St Lawrence's Church is in Boroughgate, Appleby-in-Westmorland, Cumbria, England. It is an active Anglican parish church in the deanery of Appleby, the archdeaconry of Carlisle, and the diocese of Carlisle. Sunday worship is at 10.45am and on Fridays at 10am. The church is recorded in the National Heritage List for England as a designated Grade I listed building.

The ecclesiastical parish of Appleby St Lawrence covers the town of Appleby, together with a large surrounding area, including the civil parishes of Hoff, Colby, Crackenthorpe and Murton.
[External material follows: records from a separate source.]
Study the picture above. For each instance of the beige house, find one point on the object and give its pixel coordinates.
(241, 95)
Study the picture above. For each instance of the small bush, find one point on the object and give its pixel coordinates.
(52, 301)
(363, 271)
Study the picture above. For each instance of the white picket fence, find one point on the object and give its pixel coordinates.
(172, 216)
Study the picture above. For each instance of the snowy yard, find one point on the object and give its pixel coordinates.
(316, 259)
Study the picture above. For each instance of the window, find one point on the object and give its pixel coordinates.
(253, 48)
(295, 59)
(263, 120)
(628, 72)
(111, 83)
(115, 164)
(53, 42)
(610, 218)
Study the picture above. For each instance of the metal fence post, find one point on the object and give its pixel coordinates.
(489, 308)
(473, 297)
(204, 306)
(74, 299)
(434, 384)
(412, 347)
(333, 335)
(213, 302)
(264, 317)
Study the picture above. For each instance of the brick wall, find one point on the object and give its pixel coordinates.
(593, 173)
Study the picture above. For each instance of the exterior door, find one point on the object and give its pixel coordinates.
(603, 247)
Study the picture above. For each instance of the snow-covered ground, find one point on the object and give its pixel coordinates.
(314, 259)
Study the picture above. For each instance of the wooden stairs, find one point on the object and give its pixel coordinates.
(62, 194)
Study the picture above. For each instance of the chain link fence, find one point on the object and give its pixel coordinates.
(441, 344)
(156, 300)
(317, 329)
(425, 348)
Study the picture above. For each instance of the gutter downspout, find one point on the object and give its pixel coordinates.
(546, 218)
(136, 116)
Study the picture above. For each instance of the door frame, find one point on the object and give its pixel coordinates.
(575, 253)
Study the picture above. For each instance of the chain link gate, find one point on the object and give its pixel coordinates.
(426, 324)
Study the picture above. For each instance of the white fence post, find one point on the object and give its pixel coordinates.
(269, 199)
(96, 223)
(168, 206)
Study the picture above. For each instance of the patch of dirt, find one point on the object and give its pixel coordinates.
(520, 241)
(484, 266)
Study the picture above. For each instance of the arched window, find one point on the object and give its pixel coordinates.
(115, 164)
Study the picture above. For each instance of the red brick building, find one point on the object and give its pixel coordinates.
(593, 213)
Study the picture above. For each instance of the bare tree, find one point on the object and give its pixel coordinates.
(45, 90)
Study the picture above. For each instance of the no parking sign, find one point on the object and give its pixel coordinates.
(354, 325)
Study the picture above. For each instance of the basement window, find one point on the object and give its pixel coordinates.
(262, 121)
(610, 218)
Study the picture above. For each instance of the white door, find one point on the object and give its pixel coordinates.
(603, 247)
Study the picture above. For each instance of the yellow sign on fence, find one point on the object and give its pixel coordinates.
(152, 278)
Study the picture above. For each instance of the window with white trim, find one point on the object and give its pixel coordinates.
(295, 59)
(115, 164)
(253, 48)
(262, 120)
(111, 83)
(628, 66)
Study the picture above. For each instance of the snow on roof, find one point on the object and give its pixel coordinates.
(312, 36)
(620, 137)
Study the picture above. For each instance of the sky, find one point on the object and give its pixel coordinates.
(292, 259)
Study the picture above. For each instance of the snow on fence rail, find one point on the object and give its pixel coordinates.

It is one of ten parishes which form the Heart of Eden benefice.

==History==
The lower part of the tower dates from about 1150. The south porch is from the 13th century, and the body of the church dates from the 14th and 15th centuries. In 1655 Lady Anne Clifford restored the church, and rebuilt the north chapel and the chancel. Ceilings were added by Christopher Hodgson in 1830–31. There were further restorations in 1861–62, and in 1960.

St Lawrence's Church suffered severe flooding in December 2015 from the overflowing River Eden.

==Architecture==
===Exterior===
The church is constructed in stone with lead roofs. Its plan consists of a nave with a clerestory, north and south aisles, a chancel, a northeast chapel, a southwest porch, and a west tower. The tower and the clerestory are castellated. The base of the tower is Norman, and the rest of the exterior is in Perpendicular style. In the tower is a clock dating from 1699.

===Interior===
The interior of the church is in Decorated style. The nave arcades are in five bays. The screens date from about 1500. The octagonal 19th-century font is in black Frosterley Marble. At the front of the church is a corporation pew. Three of the windows in the south aisle contain stained glass by Heaton, Butler and Bayne, and the rest is by William Wailes or by Wailes and Strang. The northeast chapel contains the monuments of Lady Anne Clifford, and her mother Lady Margaret Clifford who died in 1616. Lady Margaret's monument is free-standing in black marble with an alabaster effigy, and is attributed to Maximilian Colt, the King's Master Carver. Lady Anne's monument was created during her lifetime in about 1655–57 (she died in 1676). It is in black-and-white marble, with no effigy but a reredos with a family tree consisting of shields. Also in the church is a 14th-century female effigy. The two-manual pipe organ was built in 1661 by Robert Preston for Carlisle Cathedral. Together with its original case, it was given to St Lawrence's by the dean of the cathedral in 1683. It stands at the west end of the church under the tower arch. The case contains three turrets, each bearing an achievement of arms on its summit; beneath the cornice are the heads of three putti. There is a ring of six bells, all of which were cast in 1833 by Thomas Mears II of the Whitechapel Bell Foundry.